Published: September 5, 2000
Phillips’ First Internet Event Reaps $1.95 Million
EDINBURGH, SCOTLAND – A sum of £1.3 million was the hammer total realized at Phillips’ annual Scottish Sale in Edinburgh on August 25 and 26 – with help from the Auction Channel.
For the first time in Scotland, live Internet bidding was available to buyers via the Auction Channel’s NetBidLive. A total of £30,510 was spent by interactive buyers from Orkneys to Kent and from Fife to Bath, as well as abroad, from Amsterdam to Connecticut. Fifty-two registrants participated in the live auction remotely.
High Internet activity was recorded throughout the sale on over 70 lots as varied as armorial plates, silverware, vintage whiskies, furniture and paintings.
Highlights from interactive sales included ten engraved armorial plates by Robert Douglas of “The Peerage of Scotland,” which sold to a bidder in London for £160. The same buyer also purchased two Georgian silver soup ladles for £379 and a silver teapot for £280.
Whiskey lots were also very attractive to interactive buyers. A 19-year-old Oban Manager’s Dram was purchased by an Oban bidder for £230. In the furniture section, a pair of Seventeenth Century carved walnut Restoration period standard chairs were heavily disputed in the room and over the Internet. A sum of £2,300 from a bidder in Reading won the lot.
The picture section proved most successful. Online bidders spent more than £25,000 and also were the direct underbidders for many of the star lots. Highlights included Edward Atkinson Hornel’s (1864-1933) “Geisha Girls Taking Tea” (est £10/15,000), which sold for £11,000, and Elizabeth Blackadders’ (1931- ) “Tulips” (est £4/6,000), which reached £9,800. Edward Hargitt’s “Barley Field and Storm Clouds” (est £600/800) realized £1,000 from a bidder in Fearn, and “Military Manoeuvres” by William Kennedy sold to a Reading buyer for £2,100.

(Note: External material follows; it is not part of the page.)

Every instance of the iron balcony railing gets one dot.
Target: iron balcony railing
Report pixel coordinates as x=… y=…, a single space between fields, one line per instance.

It was noted that bidders in cyberspace were confident to compete remotely for higher-priced rdf_Descriptions, such as a work by the famous Scottish colorist Francis Campbell Boileau Cadell (1883-1937) whose “The Clachan” was bid up to £28,000 by an interactive bidder and sold in the room for £39,000. An oil by George Henry (1858-1943) was bid by the same buyer to £33,000 and sold in the room for £47,000.